To allow the network to develop a protocol, a tri-state concept of "Handedness" was adopted as a label to distinguish one organism from another during an encounter. Each organism is arbitrarily assigned either "Right-handedness" or "Left-handedness" at the start of each generation, and there are equal numbers of each. Then as they navigate about the world and encountered competitors, if it happened that they were both the same handedness at the moment of encounter, the first to arrive upon the scene is changed to be the opposite handedness of the other.
These organisms have no memory and would never know their identity was different one moment to the next. They could, however, carry with them at all times a repertoire of different behaviours that could be triggered for either identity as reported on the neural input.
Since there are an endless number of encounters during a round, this assured that in the end any organism spends an approximately equal amount of time being labeled as either handedness.
If there was no conflict over a piece of food, this input for current identity was set to zero. If there was a conflict, where a organism and its neighbour both happen to find themselves headed for the same morsel, the organism's current handedness was input as 1 for "Left-handed" or -1 for "Right-handed". Thus there were three possible states: Left-handed, Right-handed, and non-signaled (zero).
Then any given interaction always involved a right-handed organism and a left-handed organism. Each organism could decide how that interaction should play out based on its current handedness if it so chose, but they are given no hint as to what they should do.
In several experiments some colonies developed a protocol of their own initiative within a few hundred generations, whereby right-handed organisms would consistently defer to left-handers, backing off and allowing the competitor to take the food. Other colonies developed the opposite protocol with equal probability. Then it can be seen that since each organism spends an approximately equal amount of time being right-handed or left-handed, in the end all will eat without conflict.
In some colonies, no protocol ever developed, resulting in organisms that were always squabbling over food. These colonies scored significantly lower than civilized colonies.

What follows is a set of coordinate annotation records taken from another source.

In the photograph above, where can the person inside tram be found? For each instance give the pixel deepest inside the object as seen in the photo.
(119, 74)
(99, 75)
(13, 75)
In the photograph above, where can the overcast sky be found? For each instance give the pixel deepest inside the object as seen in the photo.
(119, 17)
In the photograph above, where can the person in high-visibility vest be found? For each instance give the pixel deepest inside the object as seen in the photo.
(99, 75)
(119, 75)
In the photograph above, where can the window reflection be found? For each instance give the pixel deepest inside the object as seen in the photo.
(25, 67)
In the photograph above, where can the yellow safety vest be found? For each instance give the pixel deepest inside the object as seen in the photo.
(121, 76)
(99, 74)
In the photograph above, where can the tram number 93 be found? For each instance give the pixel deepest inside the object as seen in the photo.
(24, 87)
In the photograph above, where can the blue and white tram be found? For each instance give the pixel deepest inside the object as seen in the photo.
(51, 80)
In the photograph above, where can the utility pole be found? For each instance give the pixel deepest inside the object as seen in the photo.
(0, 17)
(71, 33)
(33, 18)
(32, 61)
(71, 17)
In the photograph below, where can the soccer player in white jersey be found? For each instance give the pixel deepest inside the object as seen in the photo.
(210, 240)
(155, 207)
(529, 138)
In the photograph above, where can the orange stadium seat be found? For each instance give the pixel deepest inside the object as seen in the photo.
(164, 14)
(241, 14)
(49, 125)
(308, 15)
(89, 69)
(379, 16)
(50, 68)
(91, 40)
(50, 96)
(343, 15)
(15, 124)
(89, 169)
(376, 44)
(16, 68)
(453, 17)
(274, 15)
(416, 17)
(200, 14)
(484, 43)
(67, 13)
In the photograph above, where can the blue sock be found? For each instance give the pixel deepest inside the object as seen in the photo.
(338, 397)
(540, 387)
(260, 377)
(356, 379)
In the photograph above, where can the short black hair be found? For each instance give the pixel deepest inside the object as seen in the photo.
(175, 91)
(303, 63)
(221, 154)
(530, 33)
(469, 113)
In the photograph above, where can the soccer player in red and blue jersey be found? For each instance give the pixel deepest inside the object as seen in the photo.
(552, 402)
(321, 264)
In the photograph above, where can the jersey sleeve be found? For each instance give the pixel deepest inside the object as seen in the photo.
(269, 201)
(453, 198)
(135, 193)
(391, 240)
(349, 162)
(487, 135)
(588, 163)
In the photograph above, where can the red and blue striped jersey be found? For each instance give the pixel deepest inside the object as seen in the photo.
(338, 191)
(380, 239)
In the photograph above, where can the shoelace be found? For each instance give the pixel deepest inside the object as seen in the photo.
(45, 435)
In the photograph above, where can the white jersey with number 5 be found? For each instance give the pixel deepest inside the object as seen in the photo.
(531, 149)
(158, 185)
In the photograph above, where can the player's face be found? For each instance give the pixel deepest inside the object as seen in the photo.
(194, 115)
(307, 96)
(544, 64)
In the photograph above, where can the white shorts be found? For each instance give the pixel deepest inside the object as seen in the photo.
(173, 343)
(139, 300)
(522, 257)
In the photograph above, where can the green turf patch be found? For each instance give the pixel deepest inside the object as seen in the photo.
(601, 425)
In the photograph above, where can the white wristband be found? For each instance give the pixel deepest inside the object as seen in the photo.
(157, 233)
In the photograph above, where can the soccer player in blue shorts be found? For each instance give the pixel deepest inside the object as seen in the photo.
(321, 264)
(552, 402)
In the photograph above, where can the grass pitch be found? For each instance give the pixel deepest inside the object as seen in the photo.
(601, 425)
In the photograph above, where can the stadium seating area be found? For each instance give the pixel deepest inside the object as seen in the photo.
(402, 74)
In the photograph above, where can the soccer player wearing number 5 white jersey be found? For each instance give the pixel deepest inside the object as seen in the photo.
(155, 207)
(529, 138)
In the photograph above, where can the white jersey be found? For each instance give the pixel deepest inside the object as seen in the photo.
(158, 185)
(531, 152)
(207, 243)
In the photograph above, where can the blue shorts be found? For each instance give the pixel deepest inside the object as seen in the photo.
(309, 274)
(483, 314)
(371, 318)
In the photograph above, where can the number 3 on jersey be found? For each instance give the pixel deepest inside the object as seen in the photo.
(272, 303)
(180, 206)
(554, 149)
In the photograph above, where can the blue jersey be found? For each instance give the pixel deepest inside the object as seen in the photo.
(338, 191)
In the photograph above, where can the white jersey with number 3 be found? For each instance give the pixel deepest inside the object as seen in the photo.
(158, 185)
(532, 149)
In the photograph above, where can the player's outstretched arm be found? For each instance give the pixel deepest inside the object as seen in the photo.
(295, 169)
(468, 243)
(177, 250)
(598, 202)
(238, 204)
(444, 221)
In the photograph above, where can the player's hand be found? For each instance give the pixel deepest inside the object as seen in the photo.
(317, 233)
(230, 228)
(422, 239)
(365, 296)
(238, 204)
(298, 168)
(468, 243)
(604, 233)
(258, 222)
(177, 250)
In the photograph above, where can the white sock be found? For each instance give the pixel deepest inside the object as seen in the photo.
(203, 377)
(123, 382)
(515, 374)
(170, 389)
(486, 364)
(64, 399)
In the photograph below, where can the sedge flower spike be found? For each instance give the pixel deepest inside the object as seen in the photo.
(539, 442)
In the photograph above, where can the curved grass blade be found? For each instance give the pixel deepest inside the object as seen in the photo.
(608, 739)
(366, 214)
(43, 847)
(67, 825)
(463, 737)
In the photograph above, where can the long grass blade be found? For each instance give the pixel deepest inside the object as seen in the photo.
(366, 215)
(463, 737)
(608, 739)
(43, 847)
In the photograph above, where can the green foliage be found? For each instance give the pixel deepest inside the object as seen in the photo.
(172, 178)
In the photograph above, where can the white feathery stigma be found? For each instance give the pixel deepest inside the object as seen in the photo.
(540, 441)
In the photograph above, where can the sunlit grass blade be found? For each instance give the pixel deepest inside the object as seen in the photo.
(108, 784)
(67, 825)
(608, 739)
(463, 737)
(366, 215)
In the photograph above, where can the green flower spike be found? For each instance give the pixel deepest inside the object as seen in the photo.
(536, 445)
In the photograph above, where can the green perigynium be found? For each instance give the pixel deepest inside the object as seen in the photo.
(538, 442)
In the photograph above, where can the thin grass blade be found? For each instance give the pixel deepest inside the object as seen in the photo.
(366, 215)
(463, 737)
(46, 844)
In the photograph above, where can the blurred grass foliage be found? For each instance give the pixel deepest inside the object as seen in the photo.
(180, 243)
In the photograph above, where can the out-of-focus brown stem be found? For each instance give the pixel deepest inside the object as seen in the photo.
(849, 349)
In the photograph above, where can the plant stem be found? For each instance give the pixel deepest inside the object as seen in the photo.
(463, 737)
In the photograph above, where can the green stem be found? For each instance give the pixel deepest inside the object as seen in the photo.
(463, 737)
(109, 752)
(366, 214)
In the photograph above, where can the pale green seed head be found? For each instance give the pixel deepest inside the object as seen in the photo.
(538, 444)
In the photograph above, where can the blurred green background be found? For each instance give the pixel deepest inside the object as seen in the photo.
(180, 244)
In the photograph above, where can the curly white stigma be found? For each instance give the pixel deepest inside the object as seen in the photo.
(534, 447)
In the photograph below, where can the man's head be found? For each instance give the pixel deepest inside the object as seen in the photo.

I conducted a final experiment with the two input model where no longer was the identity input set to zero when there was no contention, and therefore handedness no longer served as an alert to contention. As the organisms wandered about the world, all they ever knew was the direction to the nearest food particle and their handedness of the moment. Even under this condition they developed a protocol, though the reward was small - 20 to 30 points above what they had achieved without any protocol. However, the reduction of variability of the group scores could clearly be seen in the smoothing of the learning curve.
It is hypothesised that give and take behaviour begins as a genetic defect for the individual(s) that happens to be beneficial to the genome as a whole.